# [SOLVED] Can't Boot Into Recovery Mode



## Babbzzz (Jul 14, 2011)

Hey! :grin:

I have a rooted Orange San Francisco II. It has Gingerbread 2.3 on it. I want to install ICS on it (CM9). I'm following instructions mentioned at [ICS] [CM9] [4.0.4] CyanogenMod 9 for the ZTE Crescent [ROM] [Last updated: 13/07] - ZTE Blade 2 / Crescent - Crescent.MoDaCo.com - MoDaCo but I cannot boot into Recovery Mode. What must be the problem?


----------



## Masterchiefxx17 (Feb 27, 2010)

*Re: Can't Boot Into Recovery Mode*

There may not be a way to enter recovery mode on that device. Not all phones have it.

How to use Safe Mode on an Android Device | Tech Support Forum


----------



## Babbzzz (Jul 14, 2011)

*Re: Can't Boot Into Recovery Mode*

I think I blew it!

I hit the Volume Keys + Power, then Home + Volume Keys + Power, now my phone won't boot! Anything I can do? :sad:


----------



## Masterchiefxx17 (Feb 27, 2010)

*Re: Can't Boot Into Recovery Mode*

Do you get any picture at all?


----------



## Babbzzz (Jul 14, 2011)

*Re: Can't Boot Into Recovery Mode*

Nothing. Any idea what might have happened?


----------



## Babbzzz (Jul 14, 2011)

*Re: Can't Boot Into Recovery Mode*

I removed the battery & SD Card for a while & put it back in. It boots normally now, still no idea what happened? 

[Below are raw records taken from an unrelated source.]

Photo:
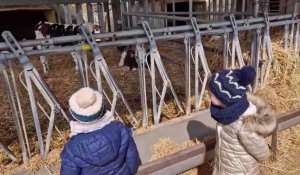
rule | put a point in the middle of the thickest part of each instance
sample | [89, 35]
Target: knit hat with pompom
[230, 87]
[86, 105]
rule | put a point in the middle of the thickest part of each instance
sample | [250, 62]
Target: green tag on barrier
[85, 47]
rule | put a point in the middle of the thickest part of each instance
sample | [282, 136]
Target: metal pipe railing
[137, 32]
[145, 40]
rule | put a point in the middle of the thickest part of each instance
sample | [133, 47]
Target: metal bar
[143, 40]
[111, 17]
[67, 13]
[46, 2]
[194, 156]
[233, 5]
[78, 57]
[225, 51]
[296, 39]
[79, 16]
[101, 17]
[243, 7]
[256, 8]
[227, 9]
[173, 10]
[128, 10]
[187, 42]
[215, 8]
[8, 152]
[285, 36]
[90, 12]
[77, 38]
[190, 8]
[176, 18]
[50, 130]
[101, 64]
[141, 63]
[12, 104]
[19, 107]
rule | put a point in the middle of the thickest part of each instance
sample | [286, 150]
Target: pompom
[247, 75]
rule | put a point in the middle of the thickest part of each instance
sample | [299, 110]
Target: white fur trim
[234, 83]
[251, 110]
[224, 91]
[79, 127]
[90, 101]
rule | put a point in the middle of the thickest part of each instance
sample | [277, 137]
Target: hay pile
[284, 86]
[282, 93]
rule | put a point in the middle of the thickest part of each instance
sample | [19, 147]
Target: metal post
[19, 107]
[90, 12]
[129, 9]
[285, 36]
[199, 53]
[67, 13]
[122, 9]
[296, 39]
[190, 8]
[111, 16]
[141, 57]
[256, 8]
[31, 75]
[101, 18]
[243, 7]
[173, 10]
[156, 60]
[8, 152]
[101, 64]
[78, 57]
[79, 17]
[12, 104]
[187, 43]
[225, 51]
[233, 5]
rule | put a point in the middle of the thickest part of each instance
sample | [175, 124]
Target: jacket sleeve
[255, 145]
[132, 156]
[68, 167]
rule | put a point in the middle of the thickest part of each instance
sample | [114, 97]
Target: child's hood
[98, 148]
[264, 121]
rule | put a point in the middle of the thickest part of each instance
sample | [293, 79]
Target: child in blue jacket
[99, 145]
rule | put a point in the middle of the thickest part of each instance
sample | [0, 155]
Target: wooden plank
[4, 3]
[175, 158]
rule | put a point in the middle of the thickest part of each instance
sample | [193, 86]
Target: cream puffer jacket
[241, 144]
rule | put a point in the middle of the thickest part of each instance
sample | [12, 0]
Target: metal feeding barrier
[191, 35]
[33, 77]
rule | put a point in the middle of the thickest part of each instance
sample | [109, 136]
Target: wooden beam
[4, 3]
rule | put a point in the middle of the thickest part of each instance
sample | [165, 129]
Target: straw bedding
[282, 92]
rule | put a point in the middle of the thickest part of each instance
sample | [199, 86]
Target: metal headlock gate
[87, 41]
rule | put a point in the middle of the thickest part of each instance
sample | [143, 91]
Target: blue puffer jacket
[107, 151]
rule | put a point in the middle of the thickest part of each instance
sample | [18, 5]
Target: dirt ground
[282, 92]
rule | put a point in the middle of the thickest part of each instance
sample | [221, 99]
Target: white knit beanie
[86, 105]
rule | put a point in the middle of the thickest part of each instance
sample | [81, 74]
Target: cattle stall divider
[101, 66]
[33, 77]
[145, 35]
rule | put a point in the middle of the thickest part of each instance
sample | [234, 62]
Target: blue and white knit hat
[230, 86]
[86, 105]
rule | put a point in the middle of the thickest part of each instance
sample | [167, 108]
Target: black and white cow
[48, 30]
[129, 59]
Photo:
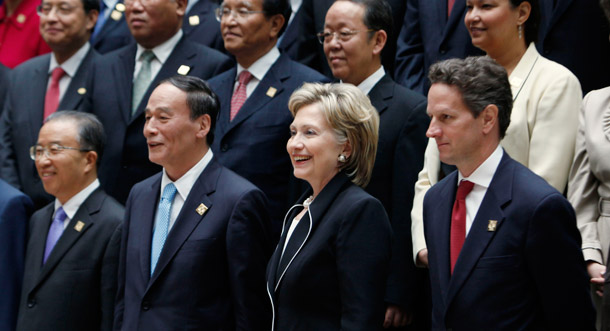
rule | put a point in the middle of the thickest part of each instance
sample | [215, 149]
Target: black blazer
[125, 160]
[400, 157]
[333, 272]
[210, 274]
[76, 287]
[22, 119]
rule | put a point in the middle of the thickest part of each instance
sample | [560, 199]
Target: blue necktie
[162, 224]
[55, 231]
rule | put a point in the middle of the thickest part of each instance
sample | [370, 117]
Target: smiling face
[353, 60]
[65, 174]
[152, 22]
[313, 147]
[175, 142]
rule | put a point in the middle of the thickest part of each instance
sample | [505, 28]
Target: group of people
[260, 196]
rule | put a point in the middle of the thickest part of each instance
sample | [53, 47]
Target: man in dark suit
[15, 210]
[111, 31]
[123, 80]
[251, 135]
[431, 32]
[73, 244]
[356, 59]
[196, 242]
[42, 85]
[503, 246]
[575, 34]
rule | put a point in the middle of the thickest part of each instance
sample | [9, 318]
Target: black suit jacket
[115, 32]
[333, 272]
[76, 287]
[523, 272]
[400, 157]
[210, 274]
[575, 34]
[125, 160]
[22, 119]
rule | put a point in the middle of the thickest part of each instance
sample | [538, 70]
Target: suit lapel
[498, 195]
[189, 218]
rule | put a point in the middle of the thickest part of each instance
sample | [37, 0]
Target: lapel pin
[201, 209]
[271, 92]
[79, 226]
[116, 15]
[194, 20]
[184, 70]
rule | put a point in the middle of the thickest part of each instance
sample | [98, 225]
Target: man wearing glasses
[44, 84]
[254, 118]
[122, 81]
[73, 243]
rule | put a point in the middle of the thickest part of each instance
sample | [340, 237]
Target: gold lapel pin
[194, 20]
[271, 92]
[116, 15]
[201, 209]
[79, 226]
[184, 70]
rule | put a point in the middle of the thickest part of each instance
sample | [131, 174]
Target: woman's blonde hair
[352, 117]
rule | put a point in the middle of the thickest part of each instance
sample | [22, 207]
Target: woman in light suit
[546, 99]
[329, 269]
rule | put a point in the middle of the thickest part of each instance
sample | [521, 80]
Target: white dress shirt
[184, 185]
[481, 178]
[71, 206]
[70, 67]
[258, 70]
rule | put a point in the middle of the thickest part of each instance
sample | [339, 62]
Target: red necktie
[51, 99]
[458, 221]
[240, 96]
[450, 7]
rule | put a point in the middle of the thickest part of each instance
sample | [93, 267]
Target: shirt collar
[71, 206]
[367, 85]
[484, 173]
[185, 183]
[163, 51]
[71, 65]
[259, 68]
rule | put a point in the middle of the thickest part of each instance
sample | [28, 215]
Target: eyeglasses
[61, 10]
[37, 151]
[239, 13]
[340, 35]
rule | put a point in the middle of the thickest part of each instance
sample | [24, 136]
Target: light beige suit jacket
[589, 184]
[541, 134]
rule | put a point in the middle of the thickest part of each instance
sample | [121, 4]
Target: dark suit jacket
[334, 277]
[125, 160]
[527, 274]
[76, 287]
[400, 157]
[15, 210]
[204, 29]
[254, 143]
[575, 34]
[210, 274]
[22, 119]
[428, 36]
[113, 35]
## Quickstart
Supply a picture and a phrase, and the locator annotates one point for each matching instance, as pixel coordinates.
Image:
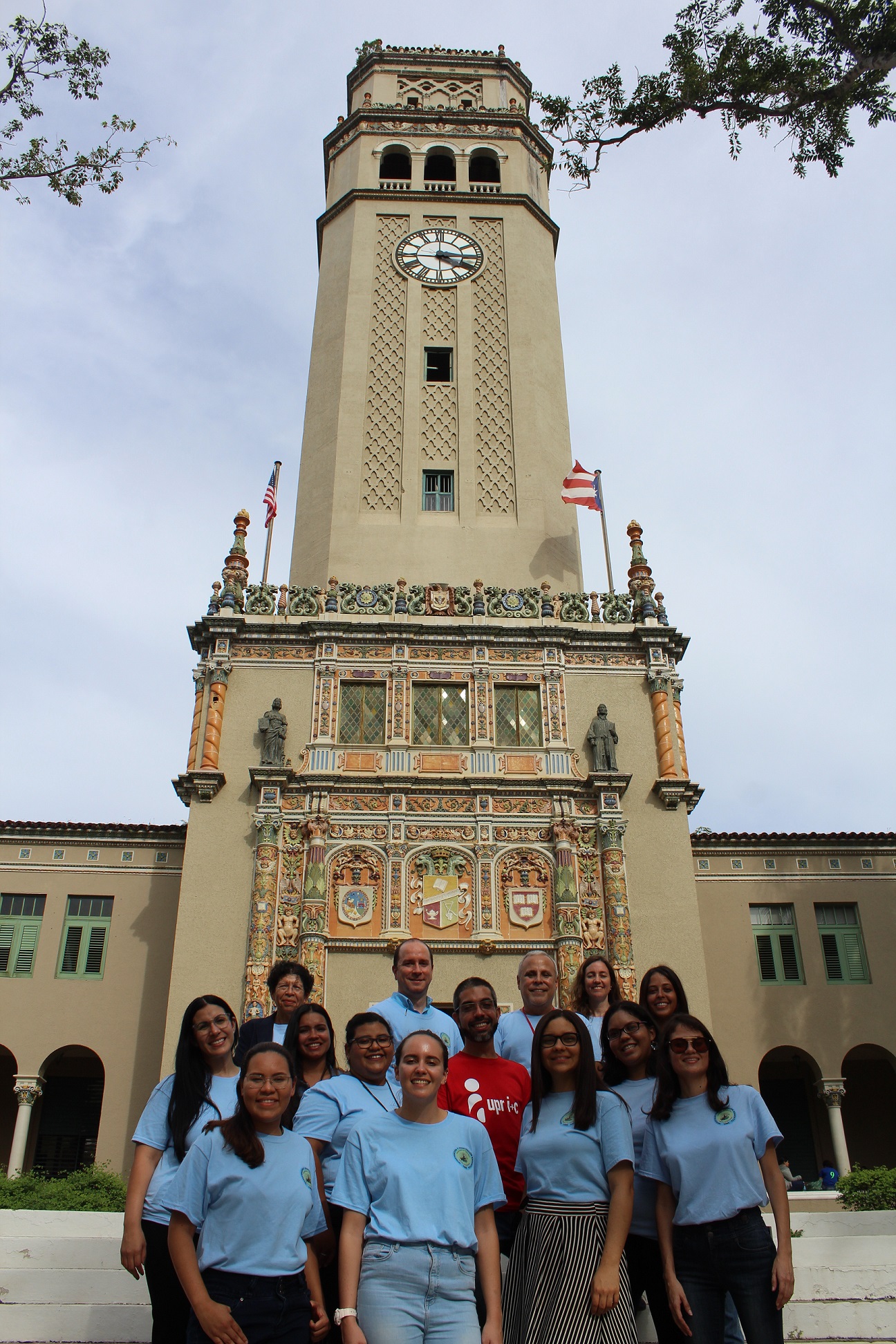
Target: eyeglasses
(631, 1029)
(202, 1029)
(682, 1045)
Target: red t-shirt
(495, 1092)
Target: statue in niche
(604, 738)
(273, 730)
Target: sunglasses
(682, 1045)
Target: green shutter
(766, 958)
(789, 959)
(853, 955)
(832, 956)
(93, 961)
(69, 965)
(27, 946)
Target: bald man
(538, 983)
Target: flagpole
(270, 530)
(604, 525)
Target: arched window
(395, 166)
(440, 167)
(485, 167)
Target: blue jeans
(734, 1256)
(417, 1295)
(269, 1311)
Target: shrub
(89, 1190)
(868, 1188)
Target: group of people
(599, 1153)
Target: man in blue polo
(410, 1008)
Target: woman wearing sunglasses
(567, 1282)
(629, 1045)
(709, 1146)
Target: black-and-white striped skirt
(547, 1295)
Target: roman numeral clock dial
(438, 256)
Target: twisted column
(566, 911)
(214, 718)
(27, 1088)
(313, 937)
(615, 899)
(676, 702)
(262, 914)
(662, 731)
(832, 1092)
(199, 682)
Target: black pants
(269, 1311)
(734, 1256)
(169, 1305)
(505, 1222)
(645, 1276)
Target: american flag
(270, 499)
(582, 487)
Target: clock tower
(430, 730)
(436, 400)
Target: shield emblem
(441, 902)
(355, 905)
(525, 906)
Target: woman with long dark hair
(662, 995)
(709, 1146)
(418, 1187)
(629, 1043)
(249, 1187)
(594, 989)
(312, 1043)
(203, 1086)
(567, 1282)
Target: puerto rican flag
(270, 499)
(582, 488)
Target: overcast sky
(729, 336)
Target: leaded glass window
(441, 716)
(362, 713)
(518, 717)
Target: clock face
(438, 256)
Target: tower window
(518, 717)
(440, 364)
(362, 713)
(395, 166)
(440, 716)
(774, 931)
(438, 492)
(485, 168)
(440, 168)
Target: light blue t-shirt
(250, 1220)
(638, 1094)
(152, 1129)
(330, 1110)
(403, 1019)
(561, 1161)
(711, 1159)
(420, 1183)
(514, 1038)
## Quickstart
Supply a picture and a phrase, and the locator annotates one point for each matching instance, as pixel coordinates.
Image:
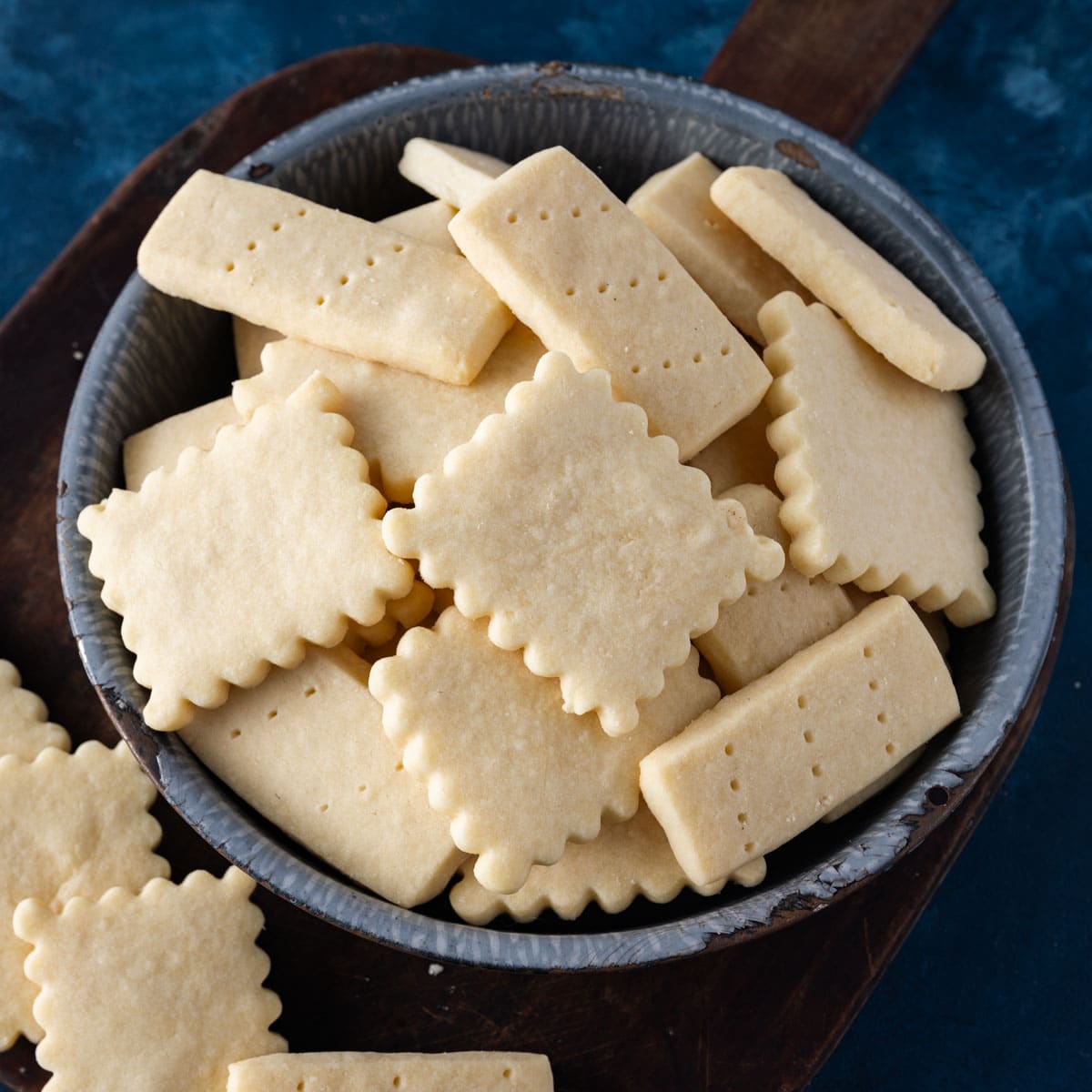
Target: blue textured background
(991, 129)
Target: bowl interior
(157, 356)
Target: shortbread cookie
(249, 342)
(742, 456)
(934, 622)
(909, 520)
(156, 992)
(427, 223)
(587, 543)
(401, 614)
(307, 749)
(737, 274)
(456, 175)
(516, 774)
(774, 758)
(159, 446)
(774, 621)
(626, 860)
(323, 277)
(883, 306)
(592, 281)
(233, 561)
(469, 1071)
(25, 730)
(876, 786)
(404, 424)
(69, 824)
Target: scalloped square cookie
(875, 468)
(70, 824)
(159, 446)
(585, 541)
(770, 760)
(307, 749)
(470, 1070)
(516, 774)
(626, 860)
(775, 620)
(885, 308)
(239, 555)
(402, 423)
(401, 615)
(25, 730)
(737, 274)
(154, 992)
(593, 282)
(325, 277)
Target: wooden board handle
(829, 63)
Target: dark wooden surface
(763, 1015)
(828, 63)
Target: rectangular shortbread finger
(323, 277)
(742, 456)
(884, 307)
(249, 342)
(770, 760)
(593, 282)
(454, 175)
(478, 1070)
(738, 276)
(427, 223)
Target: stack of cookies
(583, 550)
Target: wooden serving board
(763, 1015)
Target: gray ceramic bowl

Still no recovery mode. :-(


----------



## joeten (Dec 4, 2008)

*Re: Can't Boot Into Recovery Mode*

IS this what your trying to do ZTE Blade hard reset


----------



## Masterchiefxx17 (Feb 27, 2010)

*Re: Can't Boot Into Recovery Mode*

Is the OS that its currently running also a root?


----------



## Babbzzz (Jul 14, 2011)

*Re: Can't Boot Into Recovery Mode*

Yes Joe. I tried all that. Still nothing. 

Yes Chief. The phone was already rooted.


----------



## Masterchiefxx17 (Feb 27, 2010)

*Re: Can't Boot Into Recovery Mode*

I could be wrong but maybe the first root messed up the recovery.


----------



## joeten (Dec 4, 2008)

*Re: Can't Boot Into Recovery Mode*

Hi what about clockwork mode had you installed that


----------



## wolfen1086 (Oct 4, 2007)

*Re: Can't Boot Into Recovery Mode*

Babbzzz, I looked your phone up on line and found nothing , let me look over at another site I frequent and see what they can find out


----------



## Babbzzz (Jul 14, 2011)

*Re: Can't Boot Into Recovery Mode*

I'm not sure Joe. I saw Clockwork Mode in some other forums.What exactly is that? How do I install that on my phone? Is it like an app?

And, thanks for the taking the time for that wolfen. :smile:


----------



## wolfen1086 (Oct 4, 2007)

*Re: Can't Boot Into Recovery Mode*

Babbzz I need the exact manufacturer and model number off your phone 
PM them to me so I can ask the guys.


----------



## Babbzzz (Jul 14, 2011)

*Re: Can't Boot Into Recovery Mode*

I got it solved. Thanks everyone.

I installed Clockwork Mod & booted into Recovery Mode using ROM Manager, installed ICS, all is smooth now.


----------



## wolfen1086 (Oct 4, 2007)

*Re: Can't Boot Into Recovery Mode*

Glad you got it.
Try installing the Peoples Rom too, if a version is available for your phone, its the BEST rom out there, close to stock Samsung, and runs faster and better


----------



## Masterchiefxx17 (Feb 27, 2010)

*Re: Can't Boot Into Recovery Mode*

Glad you got it solved! Thanks for sharing.


----------



## Babbzzz (Jul 14, 2011)

Thanks wolfen. I'll check it out.

Thanks Chief!


----------



## joeten (Dec 4, 2008)

Babbzzz sorry I did not get back to you on that question I was in Edinburgh most of yesterday,Glad to see you found the info and got it sorted nice job.


----------



## Babbzzz (Jul 14, 2011)

Thanks for getting back to me Joe. Google is our friend. :smile:


----------